The election results of Italy is one more sign of popular resentments-against conventional politicians. It is also a sign of resentment against the forces of globalization and immigration. It is not just the success of the anti-establishment Five Star Movement (M5S). Another party has surpassed expectation is the far right League. The center-left coalition has been able to manage only 22%. They look set to be the third-largest group of the parliament behind the right-wing bloc and M5S. So, in short, it means that Italy experiences a populist surge.

The result is ready to make for a complex, unpredictable and long coalition negotiation. It is likely to last all the way to spring. And the stable government will rely on the maverick M5S. Prolonging the upheaval and uncertainty can jeopardize the gradual recovery of Italy(growth was 1.5% in 2017). This will increase the borrowing costs. Italians don’t seem to feel that times are getting better even with the four years of GDP growth. There is still about 11% unemployed with the youth unemployment being around 32%. So Italy experiences a populist surge is receiving a mixed reaction.
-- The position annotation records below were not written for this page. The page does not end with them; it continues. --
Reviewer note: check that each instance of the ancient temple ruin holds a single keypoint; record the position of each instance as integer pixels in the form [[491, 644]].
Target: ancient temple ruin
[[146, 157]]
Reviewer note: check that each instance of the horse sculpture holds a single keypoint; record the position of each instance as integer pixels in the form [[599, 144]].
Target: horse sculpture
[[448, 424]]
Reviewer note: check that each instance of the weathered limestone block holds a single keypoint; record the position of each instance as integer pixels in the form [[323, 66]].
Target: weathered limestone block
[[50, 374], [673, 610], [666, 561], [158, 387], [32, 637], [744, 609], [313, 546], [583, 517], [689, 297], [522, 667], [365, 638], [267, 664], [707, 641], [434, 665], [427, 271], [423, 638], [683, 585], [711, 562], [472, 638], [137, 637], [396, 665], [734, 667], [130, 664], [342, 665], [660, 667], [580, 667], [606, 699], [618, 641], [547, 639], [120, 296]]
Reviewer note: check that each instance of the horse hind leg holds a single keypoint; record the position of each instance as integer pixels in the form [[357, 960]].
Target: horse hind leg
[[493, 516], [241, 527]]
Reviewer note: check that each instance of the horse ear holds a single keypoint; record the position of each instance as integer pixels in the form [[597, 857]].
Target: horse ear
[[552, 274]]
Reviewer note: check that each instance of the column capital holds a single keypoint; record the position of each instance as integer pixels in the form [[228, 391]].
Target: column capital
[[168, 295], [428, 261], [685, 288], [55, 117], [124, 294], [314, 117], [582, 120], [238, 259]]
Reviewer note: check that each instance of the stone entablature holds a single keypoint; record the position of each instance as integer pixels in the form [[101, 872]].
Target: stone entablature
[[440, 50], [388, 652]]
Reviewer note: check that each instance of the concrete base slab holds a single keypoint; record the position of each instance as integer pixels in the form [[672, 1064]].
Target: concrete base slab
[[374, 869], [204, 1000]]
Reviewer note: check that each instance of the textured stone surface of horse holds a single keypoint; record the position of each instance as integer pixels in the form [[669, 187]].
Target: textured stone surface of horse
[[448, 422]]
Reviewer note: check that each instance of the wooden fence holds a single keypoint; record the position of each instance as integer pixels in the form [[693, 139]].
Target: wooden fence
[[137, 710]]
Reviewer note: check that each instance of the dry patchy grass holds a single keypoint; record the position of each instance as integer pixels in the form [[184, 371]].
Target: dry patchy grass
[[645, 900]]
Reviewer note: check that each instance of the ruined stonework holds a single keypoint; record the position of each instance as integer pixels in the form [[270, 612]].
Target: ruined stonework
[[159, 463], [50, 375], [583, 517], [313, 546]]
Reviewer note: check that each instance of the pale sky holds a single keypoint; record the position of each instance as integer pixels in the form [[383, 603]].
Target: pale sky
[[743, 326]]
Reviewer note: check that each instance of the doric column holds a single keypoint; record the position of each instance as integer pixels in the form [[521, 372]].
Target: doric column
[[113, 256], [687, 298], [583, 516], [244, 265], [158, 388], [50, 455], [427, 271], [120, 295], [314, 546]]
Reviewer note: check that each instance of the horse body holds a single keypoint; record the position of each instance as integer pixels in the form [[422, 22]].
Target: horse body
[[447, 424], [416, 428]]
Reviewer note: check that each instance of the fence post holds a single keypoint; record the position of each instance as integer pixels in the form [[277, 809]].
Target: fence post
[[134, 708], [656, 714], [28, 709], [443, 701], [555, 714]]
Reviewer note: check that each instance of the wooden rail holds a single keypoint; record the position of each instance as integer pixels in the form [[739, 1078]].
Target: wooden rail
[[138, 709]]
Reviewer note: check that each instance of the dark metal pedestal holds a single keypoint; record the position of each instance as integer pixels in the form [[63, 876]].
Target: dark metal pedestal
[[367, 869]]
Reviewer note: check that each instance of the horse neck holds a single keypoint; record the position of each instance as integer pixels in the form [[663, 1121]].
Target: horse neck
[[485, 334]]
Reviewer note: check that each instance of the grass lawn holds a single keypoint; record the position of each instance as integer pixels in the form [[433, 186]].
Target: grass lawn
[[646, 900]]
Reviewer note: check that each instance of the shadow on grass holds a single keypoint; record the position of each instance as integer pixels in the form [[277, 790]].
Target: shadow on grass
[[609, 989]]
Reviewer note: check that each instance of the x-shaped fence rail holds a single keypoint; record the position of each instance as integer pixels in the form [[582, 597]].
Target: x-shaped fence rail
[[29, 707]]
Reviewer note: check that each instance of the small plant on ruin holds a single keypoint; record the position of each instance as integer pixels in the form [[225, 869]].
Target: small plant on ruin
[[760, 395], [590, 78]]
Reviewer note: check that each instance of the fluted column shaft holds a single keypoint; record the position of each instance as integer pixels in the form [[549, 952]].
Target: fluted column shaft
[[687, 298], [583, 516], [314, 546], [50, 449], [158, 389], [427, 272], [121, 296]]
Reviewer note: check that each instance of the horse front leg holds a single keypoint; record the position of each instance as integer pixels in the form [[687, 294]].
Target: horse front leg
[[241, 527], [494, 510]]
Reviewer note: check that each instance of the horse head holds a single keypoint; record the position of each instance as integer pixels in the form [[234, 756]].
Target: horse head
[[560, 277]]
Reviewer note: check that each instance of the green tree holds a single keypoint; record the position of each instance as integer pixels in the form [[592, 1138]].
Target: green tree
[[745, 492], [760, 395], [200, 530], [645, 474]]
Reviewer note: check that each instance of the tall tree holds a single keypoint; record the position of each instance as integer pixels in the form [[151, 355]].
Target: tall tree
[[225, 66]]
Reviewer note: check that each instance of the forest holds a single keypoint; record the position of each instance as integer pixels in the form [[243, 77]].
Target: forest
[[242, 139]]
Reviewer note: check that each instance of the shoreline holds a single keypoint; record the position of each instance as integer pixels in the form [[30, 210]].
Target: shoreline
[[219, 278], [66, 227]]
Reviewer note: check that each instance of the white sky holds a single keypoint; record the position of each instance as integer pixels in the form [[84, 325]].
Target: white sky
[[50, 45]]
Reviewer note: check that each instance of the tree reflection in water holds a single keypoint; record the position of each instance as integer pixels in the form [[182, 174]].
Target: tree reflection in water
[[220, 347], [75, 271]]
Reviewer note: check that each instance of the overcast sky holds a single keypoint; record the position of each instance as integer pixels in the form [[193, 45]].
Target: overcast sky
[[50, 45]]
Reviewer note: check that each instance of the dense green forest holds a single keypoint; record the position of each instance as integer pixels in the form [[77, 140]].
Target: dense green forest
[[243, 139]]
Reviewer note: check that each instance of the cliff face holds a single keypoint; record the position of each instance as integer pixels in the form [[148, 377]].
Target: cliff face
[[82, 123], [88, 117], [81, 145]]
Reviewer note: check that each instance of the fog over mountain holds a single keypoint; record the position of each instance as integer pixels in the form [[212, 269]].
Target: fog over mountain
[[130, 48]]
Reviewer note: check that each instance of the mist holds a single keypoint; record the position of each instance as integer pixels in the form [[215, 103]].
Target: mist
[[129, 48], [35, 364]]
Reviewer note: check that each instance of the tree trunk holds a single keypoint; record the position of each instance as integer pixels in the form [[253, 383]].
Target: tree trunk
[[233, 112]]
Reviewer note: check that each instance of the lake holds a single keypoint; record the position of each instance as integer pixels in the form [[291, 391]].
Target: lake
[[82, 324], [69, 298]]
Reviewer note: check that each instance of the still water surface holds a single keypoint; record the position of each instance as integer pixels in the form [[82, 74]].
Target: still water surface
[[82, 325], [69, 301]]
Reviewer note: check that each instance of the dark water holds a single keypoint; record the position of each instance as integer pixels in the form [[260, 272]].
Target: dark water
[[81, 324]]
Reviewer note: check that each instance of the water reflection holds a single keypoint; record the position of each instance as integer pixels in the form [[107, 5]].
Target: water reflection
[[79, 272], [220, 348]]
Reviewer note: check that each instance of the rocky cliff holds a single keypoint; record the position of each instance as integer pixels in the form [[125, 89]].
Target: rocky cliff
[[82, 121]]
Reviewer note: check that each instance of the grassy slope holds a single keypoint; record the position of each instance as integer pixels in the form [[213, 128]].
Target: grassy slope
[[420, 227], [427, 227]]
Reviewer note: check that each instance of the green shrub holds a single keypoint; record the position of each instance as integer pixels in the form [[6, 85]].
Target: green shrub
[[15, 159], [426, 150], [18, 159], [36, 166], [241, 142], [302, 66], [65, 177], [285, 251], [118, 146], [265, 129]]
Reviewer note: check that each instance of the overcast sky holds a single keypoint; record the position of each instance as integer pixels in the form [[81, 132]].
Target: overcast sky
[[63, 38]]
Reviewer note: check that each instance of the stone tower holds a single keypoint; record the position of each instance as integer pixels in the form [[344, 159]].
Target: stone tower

The populist parties were ready with an audience for their message. They have made accusations against Brussels for making reforms in Italy which makes hiring and firing easy. Both M5S and the League have cast doubt on Italy’s membership within the Eurozone. However, they have taken a softer approach in recent times. They also expressed their dislike for Europe’s major trade agreements with Japan and Canada.

There has been a guaranteed minimum income for the poor people from the Five Star Movement. Italy’s National Statistics Institute reports that in last autumn, top 20% Italians have enjoyed the fruits of recent growth. But the bottom 30% have reportedly experienced “poverty and social exclusion”. The percentage of Italians leading a life in poverty rose to 20.6% in 2016.